Airlines fill their schedules
Local airlines are rushing to raise their flight frequencies and open new international air routes to meet the high demand for travel during the autumn-winter travel season.
Quynh Vy, a Vietnamese student in Japan, said she was shocked at the current low airfares for international flights and increased options of flights compared to three or four months ago.
“I bought two round-trip tickets in June to fly back to Vietnam from Osaka in August for VND12.5 million [$503], but now, the price is halved,” Vy recounted.
Vietnam Airlines, Vietjet, Bamboo Airways, and Vietravel Airlines have been ratcheting up flight frequency and opening new international air routes over the past several months.
According to Vietjet, from October 10 to 12, the carrier released 1.1 million tickets priced from VND1,010 ($0.04) before taxes and fees, for international flights on routes connecting Vietnam with India, Kazakhstan, Japan, South Korea, Taiwan, Thailand, Singapore, Malaysia, and Indonesia.
Tourists can plan to travel to Northeast Asian countries for the rest of the year at discounted air ticket prices after a two-year halt due to the pandemic, said the airline.
A survey showed that the prices of tickets set by Vietnamese and international airlines for flights from Vietnam to Japan and South Korea among other attractive tourist sites are highly competitive.
Airfares for flights to Japan between mid-October and November tumbled against the pre-pandemic prices, at just VND3.7-5 million ($149-201) each.

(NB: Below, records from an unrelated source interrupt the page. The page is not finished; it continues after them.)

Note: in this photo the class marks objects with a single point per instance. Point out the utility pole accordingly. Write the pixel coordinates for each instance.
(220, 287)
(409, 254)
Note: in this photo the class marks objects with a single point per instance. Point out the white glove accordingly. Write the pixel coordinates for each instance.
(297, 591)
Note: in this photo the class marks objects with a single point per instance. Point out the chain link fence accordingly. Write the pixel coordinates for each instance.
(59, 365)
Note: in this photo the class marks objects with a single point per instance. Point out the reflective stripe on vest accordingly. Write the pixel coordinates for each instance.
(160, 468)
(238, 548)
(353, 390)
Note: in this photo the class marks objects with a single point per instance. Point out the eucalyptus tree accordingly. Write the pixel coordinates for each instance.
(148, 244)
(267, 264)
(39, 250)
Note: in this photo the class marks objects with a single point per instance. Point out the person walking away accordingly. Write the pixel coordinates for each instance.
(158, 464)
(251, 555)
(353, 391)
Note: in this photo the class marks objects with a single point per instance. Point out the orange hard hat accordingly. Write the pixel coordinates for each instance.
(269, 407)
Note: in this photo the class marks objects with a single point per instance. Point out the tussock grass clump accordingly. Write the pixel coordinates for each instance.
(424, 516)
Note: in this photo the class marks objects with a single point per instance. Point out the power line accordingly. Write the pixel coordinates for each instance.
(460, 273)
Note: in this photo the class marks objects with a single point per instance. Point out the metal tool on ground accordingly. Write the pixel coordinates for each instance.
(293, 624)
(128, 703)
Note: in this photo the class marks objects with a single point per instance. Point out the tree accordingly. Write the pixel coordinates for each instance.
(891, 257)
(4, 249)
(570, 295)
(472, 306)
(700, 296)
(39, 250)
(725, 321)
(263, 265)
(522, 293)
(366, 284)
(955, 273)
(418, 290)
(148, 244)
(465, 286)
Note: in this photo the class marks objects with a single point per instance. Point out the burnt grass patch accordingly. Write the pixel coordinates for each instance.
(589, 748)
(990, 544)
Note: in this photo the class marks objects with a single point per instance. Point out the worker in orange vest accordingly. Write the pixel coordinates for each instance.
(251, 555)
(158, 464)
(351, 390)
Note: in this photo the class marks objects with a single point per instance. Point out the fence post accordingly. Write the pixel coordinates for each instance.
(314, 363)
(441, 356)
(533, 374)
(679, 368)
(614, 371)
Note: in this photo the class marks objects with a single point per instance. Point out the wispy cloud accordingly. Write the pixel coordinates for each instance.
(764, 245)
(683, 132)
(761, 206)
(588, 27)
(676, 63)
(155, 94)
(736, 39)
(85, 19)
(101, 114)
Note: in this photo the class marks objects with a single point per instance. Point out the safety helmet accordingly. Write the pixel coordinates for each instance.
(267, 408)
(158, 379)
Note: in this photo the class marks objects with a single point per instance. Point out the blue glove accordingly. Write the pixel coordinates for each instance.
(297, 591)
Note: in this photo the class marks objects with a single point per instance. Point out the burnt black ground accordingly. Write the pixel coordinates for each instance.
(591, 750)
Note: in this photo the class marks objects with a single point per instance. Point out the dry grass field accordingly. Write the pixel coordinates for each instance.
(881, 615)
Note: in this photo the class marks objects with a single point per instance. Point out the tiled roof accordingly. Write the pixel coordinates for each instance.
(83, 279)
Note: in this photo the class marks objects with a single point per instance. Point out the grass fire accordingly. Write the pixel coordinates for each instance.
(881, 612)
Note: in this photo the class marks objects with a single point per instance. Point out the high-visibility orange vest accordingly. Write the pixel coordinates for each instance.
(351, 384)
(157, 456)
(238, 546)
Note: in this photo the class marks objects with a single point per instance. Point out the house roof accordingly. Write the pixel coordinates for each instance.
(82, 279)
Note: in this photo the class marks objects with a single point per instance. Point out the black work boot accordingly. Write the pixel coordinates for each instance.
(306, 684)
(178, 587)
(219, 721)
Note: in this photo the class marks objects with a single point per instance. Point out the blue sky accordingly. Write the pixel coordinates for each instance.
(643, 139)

Airfares for flights to South Korea are seen as cheaper.
For example, Vietjet quotes the ticket price of VND2 million ($80.5), while the airfare for a Vietnam Airlines flight to South Korea stands at VND2.4-3 million ($97-121).
Meanwhile, South Korea’s newly established airline, Air Premia, sets ticket prices for its Ho Chi Minh City-Seoul route at VND2.4-3 million ($100-120) each.
Many travel companies forecast that these promotions will pay off by the end of 2023 if international arrivals from the United States and Europe surge while China fully reopens its door and airfares fall.